Les femmes sont dans l'ensemble plus nombreuses que les hommes à s'investir dans la pratique amateur. Leur domination numérique est spectaculaire dans le cas de la danse et de l'écriture, où elles sont deux fois plus nombreuses que les hommes. Elle est moins nette mais néanmoins significative dans le cas de la musique, du théâtre et des arts plastiques. Seule la pratique de certains instruments de musique, comme la guitare ou les percussions, est plutôt masculine. Par ailleurs, les activités artistiques amateur n'échappent pas à la règle souvent vérifiée par les enquêtes : leur diffusion est étroitement corrélée au niveau de diplôme, beaucoup plus qu'au niveau de revenu. Les cadres et professions intellectuelles supérieures devancent dans tous les domaines les autres catégories socioprofessionnelles. Les disparités sociales et géographiques toutefois sont moins marquées que dans le cas de la fréquentation des spectacles culturels : ainsi par exemple, le profil sociodémographique des amateurs de musique, de peinture et de théâtre apparaît moins déséquilibré que celui du public des concerts, des galeries d'art et des salles de théâtre, notamment à l'égard du rapport Paris/province et de la proportion de diplômés de l'enseignement supérieur.

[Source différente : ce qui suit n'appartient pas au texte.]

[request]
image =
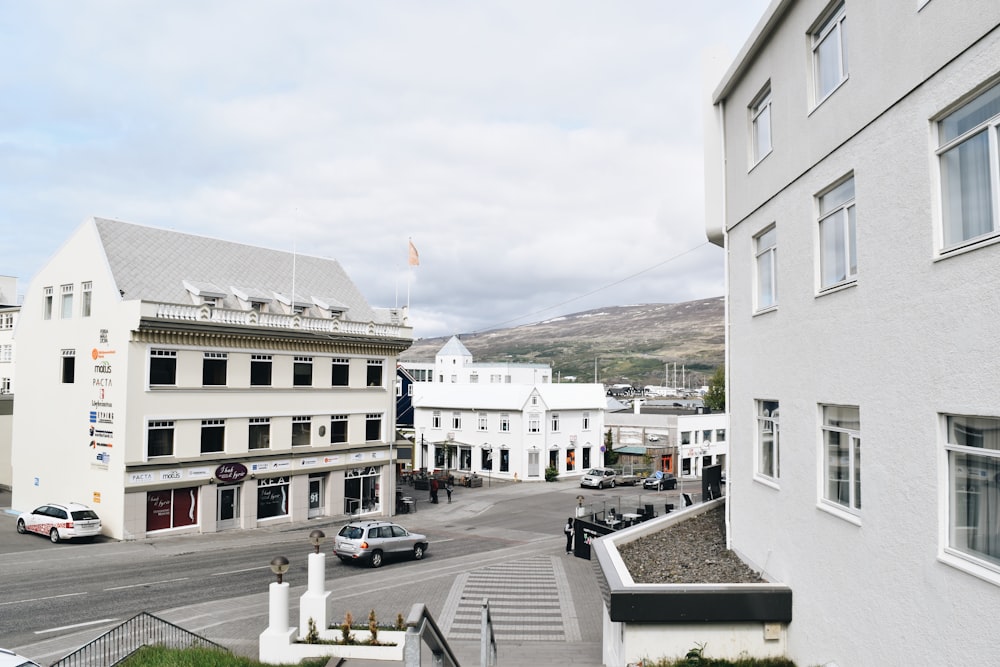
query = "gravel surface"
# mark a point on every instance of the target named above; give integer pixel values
(690, 552)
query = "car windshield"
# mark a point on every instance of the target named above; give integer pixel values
(351, 532)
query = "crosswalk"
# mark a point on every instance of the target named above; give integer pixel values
(529, 600)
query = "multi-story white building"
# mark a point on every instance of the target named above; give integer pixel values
(509, 431)
(854, 181)
(181, 383)
(454, 364)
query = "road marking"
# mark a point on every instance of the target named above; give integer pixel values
(148, 583)
(51, 597)
(78, 625)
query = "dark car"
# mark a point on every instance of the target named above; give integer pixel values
(660, 481)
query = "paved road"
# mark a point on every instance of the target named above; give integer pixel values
(503, 543)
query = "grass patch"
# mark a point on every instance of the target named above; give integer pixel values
(159, 656)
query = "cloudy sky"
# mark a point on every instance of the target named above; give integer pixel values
(544, 156)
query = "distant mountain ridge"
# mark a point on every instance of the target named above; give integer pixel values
(638, 344)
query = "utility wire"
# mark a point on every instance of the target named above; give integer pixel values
(595, 291)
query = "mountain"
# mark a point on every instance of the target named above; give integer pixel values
(637, 344)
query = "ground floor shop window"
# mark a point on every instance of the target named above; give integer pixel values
(361, 490)
(272, 497)
(171, 508)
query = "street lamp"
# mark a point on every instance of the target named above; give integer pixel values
(279, 565)
(316, 538)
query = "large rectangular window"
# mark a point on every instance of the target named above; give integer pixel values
(302, 372)
(213, 369)
(766, 257)
(829, 53)
(838, 235)
(160, 439)
(163, 367)
(260, 370)
(842, 456)
(259, 436)
(768, 449)
(969, 157)
(213, 436)
(973, 449)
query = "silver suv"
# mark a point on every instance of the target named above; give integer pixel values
(373, 541)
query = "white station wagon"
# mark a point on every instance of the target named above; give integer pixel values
(60, 521)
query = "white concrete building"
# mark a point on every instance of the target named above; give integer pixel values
(509, 431)
(453, 364)
(181, 383)
(853, 177)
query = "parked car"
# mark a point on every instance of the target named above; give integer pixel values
(373, 541)
(660, 481)
(60, 521)
(11, 659)
(598, 478)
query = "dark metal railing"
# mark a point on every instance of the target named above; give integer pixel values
(120, 642)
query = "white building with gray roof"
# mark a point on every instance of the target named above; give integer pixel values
(190, 384)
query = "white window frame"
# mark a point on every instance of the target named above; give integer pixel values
(760, 126)
(766, 269)
(840, 449)
(837, 213)
(829, 31)
(957, 132)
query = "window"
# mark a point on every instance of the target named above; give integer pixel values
(86, 294)
(374, 373)
(68, 366)
(259, 433)
(837, 235)
(760, 122)
(213, 369)
(767, 268)
(969, 158)
(842, 456)
(340, 373)
(162, 367)
(829, 53)
(213, 435)
(338, 429)
(66, 302)
(160, 439)
(768, 452)
(373, 427)
(260, 370)
(301, 431)
(973, 450)
(302, 372)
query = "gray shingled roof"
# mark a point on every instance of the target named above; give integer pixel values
(152, 264)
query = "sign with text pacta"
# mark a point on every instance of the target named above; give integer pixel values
(230, 472)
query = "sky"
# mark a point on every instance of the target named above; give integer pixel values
(544, 157)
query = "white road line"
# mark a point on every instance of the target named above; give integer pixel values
(51, 597)
(78, 625)
(147, 583)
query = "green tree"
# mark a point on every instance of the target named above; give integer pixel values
(715, 397)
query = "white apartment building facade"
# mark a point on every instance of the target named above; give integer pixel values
(509, 431)
(853, 178)
(178, 383)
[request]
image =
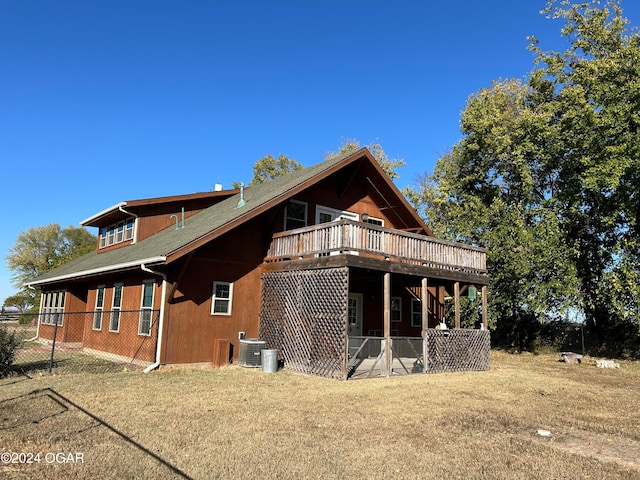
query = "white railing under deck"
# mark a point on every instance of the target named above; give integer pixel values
(348, 236)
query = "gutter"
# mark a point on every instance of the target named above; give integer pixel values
(93, 271)
(156, 364)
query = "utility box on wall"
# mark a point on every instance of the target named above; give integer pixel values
(221, 352)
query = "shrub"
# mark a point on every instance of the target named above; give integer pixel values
(8, 345)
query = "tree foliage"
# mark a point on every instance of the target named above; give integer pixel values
(388, 165)
(269, 167)
(547, 176)
(44, 248)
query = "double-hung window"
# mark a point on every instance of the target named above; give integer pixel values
(146, 308)
(117, 232)
(116, 306)
(396, 309)
(221, 298)
(97, 314)
(53, 308)
(416, 312)
(295, 215)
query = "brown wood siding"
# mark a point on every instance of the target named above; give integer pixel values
(71, 330)
(153, 218)
(126, 342)
(190, 329)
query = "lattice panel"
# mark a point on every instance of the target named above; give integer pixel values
(456, 350)
(304, 315)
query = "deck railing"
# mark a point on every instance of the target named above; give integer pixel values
(348, 236)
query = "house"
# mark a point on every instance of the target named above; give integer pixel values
(315, 264)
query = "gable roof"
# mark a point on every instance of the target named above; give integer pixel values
(171, 244)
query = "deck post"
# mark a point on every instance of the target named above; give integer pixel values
(424, 297)
(456, 303)
(387, 323)
(485, 323)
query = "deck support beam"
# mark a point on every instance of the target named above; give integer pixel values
(387, 323)
(484, 307)
(456, 303)
(424, 298)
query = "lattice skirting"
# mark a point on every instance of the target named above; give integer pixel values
(456, 350)
(304, 315)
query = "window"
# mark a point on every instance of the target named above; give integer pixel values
(146, 308)
(328, 214)
(97, 315)
(295, 215)
(396, 309)
(373, 221)
(116, 306)
(117, 232)
(52, 308)
(128, 230)
(416, 312)
(221, 299)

La diversification de l'offre de services culturels

Cette relative diffusion des activités artistiques amateur tient en partie au fait qu'elles concernent en priorité les enfants et les adolescents. Jouer d'un instrument de musique, faire de la danse ou écrire des poèmes sont, au même titre que bon nombre de pratiques sportives, des activités qu'on découvre au moment de l'enfance ou de l'adolescence et qu'on abandonne souvent avant de parvenir à l'âge adulte. Au-delà d'un certain âge, la découverte d'une activité artistique est rare, exceptionnelle même dans le cas de la pratique instrumentale ou de la danse. Pourtant, ces trois dernières années, le théâtre, la peinture et le chant choral ont recruté beaucoup de nouveaux adeptes parmi les adultes. Le caractère juvénile des activités artistiques amateur est encore renforcé aujourd'hui par le fait que les jeunes générations profitent d'une offre accrue de services culturels : les jeunes d'aujourd'hui sont deux fois plus nombreux que leurs parents et quatre fois plus que leurs grands-parents à faire de la danse ou à tenir un journal intime. De plus, les jeunes amateurs d'aujourd'hui font preuve d'une mobilité croissante : ils passent plus facilement que leurs aînés d'une activité artistique à l'autre, et sont plus nombreux à en mener plusieurs de front.